I don't think there is a way to do that automatically (or at least no without modifying SymPy).
The following question from SymPy's FAQ explains why:
Why doesn't changing one variable change another that depends it?
The short answer is "because it doesn't depend on it." :-) Even though
you are working with equations, you are still working with Python
objects. The equations you are typing use the values present at the
time of creation to "fill in" values, just like regular python
definitions. They are not altered by changes made afterwards. Consider
the following:
>>> a = Symbol('a') # create an object with name 'a' for variable a to point to
>>> b = a + 1; b # create another object that refers to what 'a' refers to
a + 1
>>> a = 4; a # a now points to the literal integer 4, not Symbol('a')
4
>>> b # but b is still pointing at Symbol('a')
a + 1
Changing quantity a does not change b; you are not working with a set
of simultaneous equations.

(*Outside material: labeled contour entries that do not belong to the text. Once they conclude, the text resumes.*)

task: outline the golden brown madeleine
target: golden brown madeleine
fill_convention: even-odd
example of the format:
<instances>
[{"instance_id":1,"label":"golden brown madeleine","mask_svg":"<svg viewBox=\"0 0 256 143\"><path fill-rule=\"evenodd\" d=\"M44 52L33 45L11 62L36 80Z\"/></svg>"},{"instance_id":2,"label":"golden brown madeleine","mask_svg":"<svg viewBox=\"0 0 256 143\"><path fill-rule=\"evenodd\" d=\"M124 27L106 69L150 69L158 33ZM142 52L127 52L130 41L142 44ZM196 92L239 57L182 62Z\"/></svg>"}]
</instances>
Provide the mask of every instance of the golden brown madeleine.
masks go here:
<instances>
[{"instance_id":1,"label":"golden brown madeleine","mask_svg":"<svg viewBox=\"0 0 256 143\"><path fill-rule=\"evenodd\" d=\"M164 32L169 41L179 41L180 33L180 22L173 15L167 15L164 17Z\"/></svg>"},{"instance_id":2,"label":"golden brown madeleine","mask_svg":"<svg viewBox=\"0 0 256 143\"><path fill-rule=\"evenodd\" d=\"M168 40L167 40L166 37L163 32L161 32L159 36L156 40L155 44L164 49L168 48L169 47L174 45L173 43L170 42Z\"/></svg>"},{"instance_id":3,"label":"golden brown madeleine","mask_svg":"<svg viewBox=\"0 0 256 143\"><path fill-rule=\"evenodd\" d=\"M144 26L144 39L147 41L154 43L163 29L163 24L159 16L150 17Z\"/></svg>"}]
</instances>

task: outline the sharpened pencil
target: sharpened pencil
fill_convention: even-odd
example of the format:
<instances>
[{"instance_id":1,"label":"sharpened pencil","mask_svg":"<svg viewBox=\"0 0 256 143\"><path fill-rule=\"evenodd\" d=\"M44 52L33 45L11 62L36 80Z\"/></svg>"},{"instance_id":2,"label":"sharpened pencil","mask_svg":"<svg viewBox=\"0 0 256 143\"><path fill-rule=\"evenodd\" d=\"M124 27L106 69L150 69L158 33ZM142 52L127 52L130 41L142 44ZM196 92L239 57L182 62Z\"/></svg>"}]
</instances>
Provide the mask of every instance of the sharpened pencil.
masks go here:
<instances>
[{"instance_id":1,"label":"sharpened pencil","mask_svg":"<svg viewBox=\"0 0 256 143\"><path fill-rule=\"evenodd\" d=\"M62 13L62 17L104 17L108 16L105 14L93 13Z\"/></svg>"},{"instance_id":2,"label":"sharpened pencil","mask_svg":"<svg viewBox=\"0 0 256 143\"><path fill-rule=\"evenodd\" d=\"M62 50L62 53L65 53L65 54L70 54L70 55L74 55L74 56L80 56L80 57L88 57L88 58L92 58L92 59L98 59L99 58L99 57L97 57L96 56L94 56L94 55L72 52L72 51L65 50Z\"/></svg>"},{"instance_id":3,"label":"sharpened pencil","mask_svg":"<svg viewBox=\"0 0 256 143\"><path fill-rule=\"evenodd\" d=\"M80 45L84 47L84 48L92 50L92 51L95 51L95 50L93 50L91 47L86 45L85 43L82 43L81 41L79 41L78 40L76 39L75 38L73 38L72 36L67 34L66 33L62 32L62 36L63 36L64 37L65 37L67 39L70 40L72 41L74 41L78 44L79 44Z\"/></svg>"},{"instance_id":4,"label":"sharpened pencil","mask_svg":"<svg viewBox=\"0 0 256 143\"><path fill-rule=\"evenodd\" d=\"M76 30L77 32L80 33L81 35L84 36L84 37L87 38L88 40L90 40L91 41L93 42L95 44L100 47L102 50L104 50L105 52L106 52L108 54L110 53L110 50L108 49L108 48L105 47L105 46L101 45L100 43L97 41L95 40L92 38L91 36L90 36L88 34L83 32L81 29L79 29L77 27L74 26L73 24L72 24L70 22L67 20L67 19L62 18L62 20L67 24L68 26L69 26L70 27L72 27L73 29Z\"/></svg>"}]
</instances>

It might be helpful to remember that the
string that gets printed when you print a variable refering to a sympy
object is the string that was give to it when it was created; that
string does not have to be the same as the variable that you assign it
to:
>>> r, t, d = symbols('rate time short_life')
>>> d = r*t; d
rate*time
>>> r=80; t=2; d # we haven't changed d, only r and t
rate*time
>>> d=r*t; d # now d is using the current values of r and t
160
Maybe this is not what you're looking for (as it was already explained by others), but this is my solution to substitute several values at once.
def GlobalSubs(exprNames, varNames, values=[]):
if ( len(values) == 0 ): # Get the values from the
for varName in varNames: # variables when not defined
values.append( eval(varName) ) # as argument.
# End for.
# End if.
for exprName in exprNames: # Create a temp copy
expr = eval(exprName) # of each expression
for i in range(len(varNames)): # and substitute
expr = expr.subs(varNames[i], values[i]) # each variable.
# End for.
yield expr # Return each expression.
# End for.
It works even for matrices!
>>> x, y, h, k = symbols('x, y, h, k')
>>> A = Matrix([[ x, -h],
... [ h, x]])
>>> B = Matrix([[ y, k],
... [-k, y]])
>>> x = 2; y = 4; h = 1; k = 3
>>> A, B = GlobalSubs(['A', 'B'], ['x', 'h', 'y', 'k'])
>>> A
Matrix([
[2, -1],
[1, 2]])
>>> B
Matrix([
[ 4, 3],
[-3, 4]])
But don't try to make a module with this. It won't work. This will only work when the expressions, the variables and the function are defined into the same file, so everything is global for the function and it can access them.